JERUSALEM (CNN) -- A Palestinian official said Sunday that Israel's plan to expand settlements in the West Bank was "like putting a stick in the wheels of the peace process."
An Israeli soldier stands guard near the Givat Zeev settlement in February.
Israeli Prime Minister Ehud Olmert approved the construction of 330 housing units in Givat Zeev, near Jerusalem. Olmert spokesman Mark Regev said the decision was initially made nine years ago, and approved Sunday "for economic reasons that have to do with the developers."
"They wanted to complete the project now, and they are to go ahead," Regev said, referring to the developers.
The Israeli newspaper Haaretz reported that Israel began marketing lots for the housing units in 1999 but stopped after the beginning of the Second Intifada, a rash of Israeli-Palestinian violence that erupted when then-opposition leader Ariel Sharon visited the Temple Mount in Jerusalem.
The high demand for housing and the improving security situation prompted contractors to ask the Housing Ministry to let them renew construction, Haaretz reported.

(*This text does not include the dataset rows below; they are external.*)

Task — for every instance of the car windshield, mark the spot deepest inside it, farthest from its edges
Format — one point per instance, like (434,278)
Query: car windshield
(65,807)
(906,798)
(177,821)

"It is consistent with our long-standing position that building within the large settlement blocs, which will stay a part of Israel in any final status agreement, will continue," Regev told Haaretz. "Construction outside the settlement blocs has been frozen."
The announcement came just days before Israeli and Palestinian representatives are slated to meet with Lt. Gen. William Fraser III, appointed by President Bush to help monitor the Mideast peace talks.
Fraser will convene a three-way committee this week to discuss both sides' obligations under the "road map" to peace established in 2003 by the Mideast Quartet, composed of the U.S., U.N., Russia and the European Union, she said.
Among other things, the road map calls for Palestinians to denounce violence and dismantle militants groups, and for Israel to halt settlement activity in the West Bank.
Israel has said it intends to keep some of its settlements, including Givat Zeev. Israelis and Palestinians have disagreed on whether certain disputed areas constitute settlements.
In December, Olmert ordered his government not to start any construction projects in the West Bank without his approval.
The announcement came after Palestinian officials expressed outrage that Israel's proposed funding for 2008 included construction plans in Ma'aleh Adumim and Har Homa, a disputed area on the Palestinian side of East Jerusalem, according to the 1948 borders. Israel considers Har Homa part of Jerusalem.
At the time, Secretary of State Condoleezza Rice told a U.S. newspaper that she admonished Israeli officials for the attempt to expand Har Homa, a move she said was not helpful to the fragile peace process.
After Olmert's Sunday decision, chief negotiator Saeb Erakat said Palestinians "condemn this decision" to expand the Givat Zeev settlement.
"It is like putting a stick in the wheels of the peace process," he said.
Israeli-Palestinian violence has escalated in recent weeks, as Palestinian militants have indiscriminately launched rockets into Israel and Israel has responded with military offensives in Gaza. More than 110 Palestinians have been killed.
Last week, a shooting at a seminary school in Jerusalem left eight students dead, but sources linked the attack to Hezbollah, a Shiite militant group based in Lebanon, and not Hamas, the Palestinian militant group that controls Gaza.
On Sunday, Israel Defense Forces announced that a soldier died from wounds incurred in a roadside bombing last week in Gaza. He was one of four Israeli soldiers to die in recent weeks.
The military wing of Islamic Jihad took responsibility for the attack, saying it was a reprisal for the death of one of its senior leaders during an Israeli military operation.
Also last week, Rice wrapped up her trip to the region aimed at restarting peace talks. Palestinian President Mahmoud Abbas had suspended the talks in response to the Israeli operation in Gaza. After some wavering, Abbas agreed to resume the talks, but no date was set.